Friday, May 25, 2007

MENLO PARK, Calif. (AP) — Officially, Secretary of State Condoleezza Rice brought Australia’s top diplomat to California to thank a valued ally with a hometown tour.

Unofficially, Miss Rice was laying the groundwork for her return to the San Francisco Bay Area when the Bush administration ends.

Teaching at Stanford University, a book project and volunteering at an education center she started here are all part of the plan, she said.



“My future plans are to get back to California as fast as possible,” Miss Rice told a classroom full of schoolchildren in this city near Stanford. Miss Rice began teaching political science at Stanford in 1981 and was Stanford’s provost from 1992-99.

“Take it to the bank: She’s coming back to Stanford,” State Department spokesman Sean McCormack told the Associated Press. Miss Rice will rejoin the university as a professor, not in an administrative role, he said.

Miss Rice, 52, referred to herself as a “soon-to-be-future professor again,” and told the seventh- and eighth-graders here: “I hope to see some of you at Stanford when I get back.”

She will return to California when President Bush’s second term is complete in January 2009, Miss Rice said in a brief interview after her remarks here. “When the president’s done, I will be, too,” she said.

“California’s a great place,” she added. “It reminds you of what life’s really about.”

Miss Rice’s return to academia would end, at least in the near term, years of speculation that she might run for California governor or president. It also would derail indefinitely her dream assignment, to be commissioner of the National Football League.

Several of her family members were present in the classroom Thursday, clearly part of what is pulling Miss Rice back to the state.

She often spends Memorial Day weekends with them in Northern California, but business forced her to skip last year’s trip, she said. She planned to stay in the area until tomorrow, cutting short the long holiday weekend ahead of a trip to Europe next week.

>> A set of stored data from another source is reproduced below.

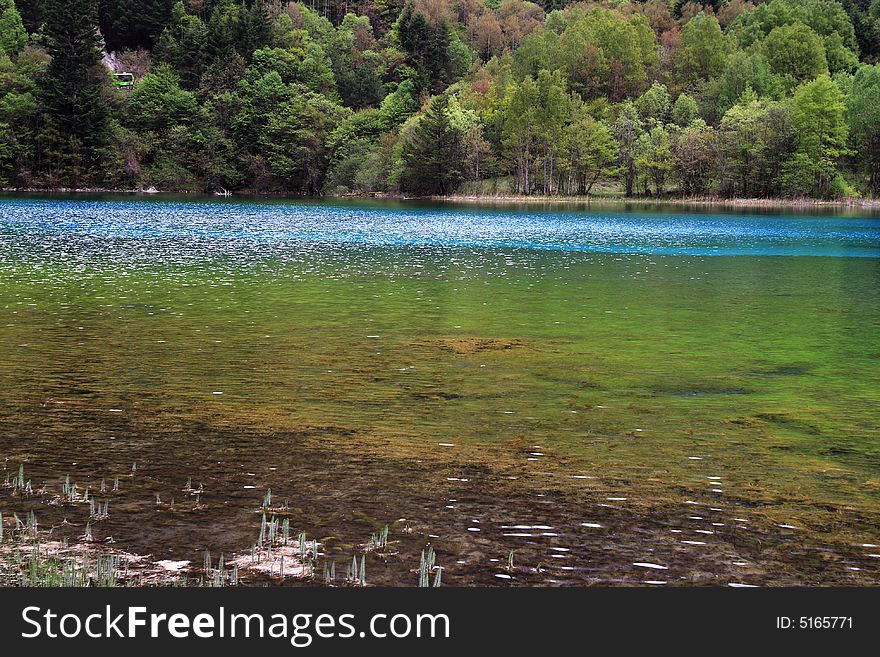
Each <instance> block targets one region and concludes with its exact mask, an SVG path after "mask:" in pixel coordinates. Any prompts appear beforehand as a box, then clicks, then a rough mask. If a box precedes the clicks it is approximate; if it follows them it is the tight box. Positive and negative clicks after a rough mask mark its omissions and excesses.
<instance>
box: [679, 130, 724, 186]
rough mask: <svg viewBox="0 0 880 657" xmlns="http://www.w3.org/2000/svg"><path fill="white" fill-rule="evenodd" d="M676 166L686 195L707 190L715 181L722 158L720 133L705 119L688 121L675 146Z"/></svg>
mask: <svg viewBox="0 0 880 657" xmlns="http://www.w3.org/2000/svg"><path fill="white" fill-rule="evenodd" d="M672 152H673V155H674V157H675V170H676V172H677V173H678V176H679V179H680V180H681V191H682V193H684V194H686V195H699V194H704V193H705V192H706V191H707V190H708V189H709V187H710V185H711V183H712V176H713V173H714V171H715V170H716V164H717V163H716V160H717V158H718V137H717V135H716V133H715V130H714V129H713V128H712V127H710V126H708V125H706V122H705V121H703V120H702V119H697V120H695V121H692V122H691V123H689V124H688V126H687V127H686V128H685V129H684V130H682V131H681V133H680V134H679V135H678V139H676V141H675V144H674V146H673V148H672Z"/></svg>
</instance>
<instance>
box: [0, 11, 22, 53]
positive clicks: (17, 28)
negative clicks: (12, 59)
mask: <svg viewBox="0 0 880 657" xmlns="http://www.w3.org/2000/svg"><path fill="white" fill-rule="evenodd" d="M25 43H27V33H26V32H25V30H24V24H23V23H22V21H21V14H19V13H18V9H16V7H15V3H14V2H13V1H12V0H0V55H2V54H3V53H6V54H7V55H10V56H12V55H15V54H16V53H18V51H19V50H21V49H22V48H23V47H24V44H25Z"/></svg>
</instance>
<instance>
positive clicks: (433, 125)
mask: <svg viewBox="0 0 880 657" xmlns="http://www.w3.org/2000/svg"><path fill="white" fill-rule="evenodd" d="M96 28H100V32H97V31H96ZM71 45H72V47H70V46H71ZM878 55H880V5H878V2H877V1H876V0H875V1H874V2H869V1H868V0H844V1H843V2H838V0H770V1H769V2H763V3H762V2H756V3H753V2H750V1H749V0H719V1H717V2H714V1H713V2H710V3H707V4H700V3H697V2H693V1H688V2H683V1H682V0H648V1H647V2H628V1H626V0H619V1H605V2H567V1H566V0H540V1H539V2H537V3H532V2H528V1H524V0H348V1H346V2H339V1H337V0H329V1H327V2H315V0H307V1H305V2H298V3H293V2H286V1H284V0H246V1H243V0H185V1H183V0H178V1H175V0H160V1H158V2H156V1H152V2H146V1H135V2H131V1H126V2H122V1H116V0H101V1H100V2H99V1H98V0H72V1H71V0H0V184H2V185H5V186H8V187H16V188H45V187H79V188H83V187H103V188H150V187H153V188H159V189H166V190H183V191H219V192H221V193H226V192H227V190H249V191H253V192H270V193H288V194H310V195H315V194H327V193H329V194H345V193H374V192H380V193H408V194H424V195H433V194H451V193H457V192H458V193H477V194H479V193H494V194H534V193H540V194H546V195H585V194H594V193H598V192H601V193H603V194H615V193H623V194H625V195H626V196H634V195H642V196H652V197H658V196H663V195H670V194H679V195H721V196H725V197H779V196H789V197H803V196H811V197H817V198H837V197H842V196H854V195H870V196H875V195H877V194H878V192H880V103H877V98H878V96H880V65H878V64H876V62H877V58H878ZM113 73H115V74H117V77H116V78H115V82H116V84H114V77H113ZM122 74H130V75H131V77H133V79H134V84H133V86H129V84H128V82H127V80H128V79H129V76H128V75H122Z"/></svg>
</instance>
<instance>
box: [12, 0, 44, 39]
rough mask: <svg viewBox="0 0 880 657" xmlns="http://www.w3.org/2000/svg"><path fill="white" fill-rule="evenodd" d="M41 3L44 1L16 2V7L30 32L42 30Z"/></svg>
mask: <svg viewBox="0 0 880 657" xmlns="http://www.w3.org/2000/svg"><path fill="white" fill-rule="evenodd" d="M41 2H42V0H15V6H16V8H17V9H18V13H19V14H20V15H21V20H22V21H23V22H24V26H25V29H27V31H28V32H36V31H37V30H39V29H40V22H41V18H40V3H41Z"/></svg>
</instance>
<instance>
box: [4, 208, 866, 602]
mask: <svg viewBox="0 0 880 657" xmlns="http://www.w3.org/2000/svg"><path fill="white" fill-rule="evenodd" d="M0 326H2V327H3V328H2V331H0V382H2V385H0V457H3V459H4V460H5V463H6V465H5V467H6V471H7V474H9V473H11V474H14V473H15V472H16V471H17V470H18V467H19V464H22V463H23V464H24V467H25V469H26V471H27V475H28V477H29V479H31V481H32V482H33V485H34V486H35V487H38V488H40V489H41V490H42V494H39V495H34V496H33V497H31V498H28V499H20V498H14V497H10V496H9V495H7V494H5V493H3V492H2V490H0V510H2V511H4V512H5V513H6V515H7V516H8V514H9V513H11V512H12V511H13V510H17V511H18V512H19V513H21V512H23V511H27V510H33V511H35V513H36V515H37V517H38V518H39V520H40V523H41V525H42V526H43V527H54V531H55V532H56V534H57V535H59V536H69V537H75V536H77V535H79V534H81V533H82V531H83V529H82V526H83V525H84V524H85V523H86V521H87V518H88V516H89V512H88V508H87V507H86V508H82V506H81V505H80V506H70V505H64V504H58V503H57V491H59V490H61V489H62V487H63V485H64V482H65V477H68V476H69V477H70V479H71V480H72V481H75V482H77V483H78V485H79V486H80V487H82V488H86V487H90V488H91V490H92V491H94V494H95V495H97V494H98V493H97V491H98V490H99V486H100V485H101V481H102V480H105V485H106V486H107V487H108V488H109V484H110V482H114V481H115V480H116V479H117V478H118V479H119V490H118V491H113V492H112V493H111V492H110V491H107V492H106V494H105V495H104V497H107V498H108V499H110V509H109V514H108V515H109V517H107V518H106V519H103V520H101V521H100V522H95V523H94V524H93V526H92V531H93V532H94V535H95V539H96V540H98V541H106V540H107V538H108V537H112V541H113V545H114V546H115V547H117V548H120V549H124V550H126V551H129V552H132V553H135V554H139V555H149V556H150V558H151V559H153V560H160V559H161V560H188V561H191V562H192V563H193V564H200V563H201V561H202V554H203V553H204V551H205V550H206V549H207V550H210V551H211V552H212V553H213V554H215V555H219V554H220V553H224V554H226V555H232V554H236V553H245V552H248V551H249V550H250V549H251V546H252V545H253V544H254V542H255V540H256V536H257V535H258V534H259V532H260V524H261V516H262V513H261V508H260V507H261V504H263V502H264V496H265V495H266V492H267V490H268V489H271V491H272V497H273V500H275V502H274V503H273V504H274V506H278V508H279V511H278V513H279V514H283V515H284V517H285V518H287V519H289V522H290V527H291V531H293V530H294V529H295V530H296V532H299V531H305V532H307V534H308V536H309V537H312V536H314V537H316V538H317V539H318V540H319V541H320V544H321V552H322V555H326V557H324V558H326V559H334V560H337V561H338V562H339V564H345V563H346V561H348V562H350V561H351V556H352V555H353V554H355V553H358V554H359V553H360V552H359V551H360V550H362V547H363V544H364V543H365V542H366V541H368V540H369V539H370V535H371V534H372V533H375V532H378V531H379V530H381V529H382V528H383V527H384V526H386V525H387V526H388V527H389V537H390V539H391V540H392V542H393V545H394V550H393V551H388V554H382V555H379V554H373V553H370V554H368V556H367V560H366V567H367V572H368V581H369V582H370V583H376V584H392V585H415V584H416V583H417V580H418V575H417V572H416V571H417V570H418V566H419V555H420V551H421V550H422V549H423V548H425V547H426V546H427V545H431V546H433V548H434V549H435V550H436V553H437V563H438V564H441V565H442V566H443V567H444V571H443V582H444V584H449V585H499V586H510V585H527V586H539V585H540V586H545V585H587V584H603V585H616V584H646V583H652V584H663V583H666V584H669V585H676V584H686V585H693V584H709V585H723V586H727V585H766V584H776V585H792V584H794V585H816V584H838V585H846V584H877V583H880V547H877V545H878V544H880V410H878V409H880V339H878V335H880V334H878V329H880V218H878V217H877V216H870V215H867V214H864V215H859V214H857V213H856V214H852V213H849V214H839V215H804V214H796V213H795V214H791V213H790V214H777V215H769V214H757V213H755V214H733V213H725V212H721V211H712V210H695V209H691V210H687V209H672V208H666V209H662V208H661V209H656V208H655V209H650V208H642V209H641V210H639V211H634V212H621V211H620V210H619V209H615V208H613V207H602V206H594V207H592V208H584V207H575V206H564V205H557V206H552V207H551V206H526V207H523V206H492V207H484V206H478V205H467V206H456V205H454V204H445V205H431V204H415V203H412V204H407V203H392V202H381V203H378V202H334V201H326V202H294V201H240V200H227V199H223V200H214V199H200V198H195V199H178V198H166V197H157V198H147V199H140V198H135V197H127V198H112V197H111V198H78V199H74V198H65V197H57V198H53V199H39V198H22V197H9V196H7V197H2V198H0ZM133 464H136V466H135V467H134V471H133ZM199 487H200V492H198V494H197V495H195V494H194V490H195V489H197V488H199ZM53 495H54V496H56V497H53ZM53 500H54V502H53ZM172 500H173V503H172ZM65 520H66V521H67V522H66V523H65ZM511 552H513V559H514V563H515V567H514V568H513V569H511V568H509V557H510V553H511ZM340 567H341V566H340Z"/></svg>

Miss Rice’s day took her and Australian Foreign Minister Alexander Downer to a string of sites from earlier in her career. They began at Stanford’s campus, then moved on to Hewlett-Packard Co., where Miss Rice once served as a board member.

They spoke to the students at the home of an education program Miss Rice and her late father helped establish 16 years ago. The Center for a New Generation offers after-school and summer programs for children in a school district about a half-hour south of San Francisco.

Miss Rice also agreed to a series of interviews with local press outlets, apparently part of an effort to burnish her image in this region. The State Department granted at least one of the interviews on the condition that the journalists focus their questions on Miss Rice’s education work, not on her current job — foreign diplomacy.

Paul J. Bains, who as pastor at Saint Samuel Church of God in Christ is active in the education program Miss Rice started, said it was widely understood here that Miss Rice will return. Her presence here was part of her “re-engagement in the community,” he said.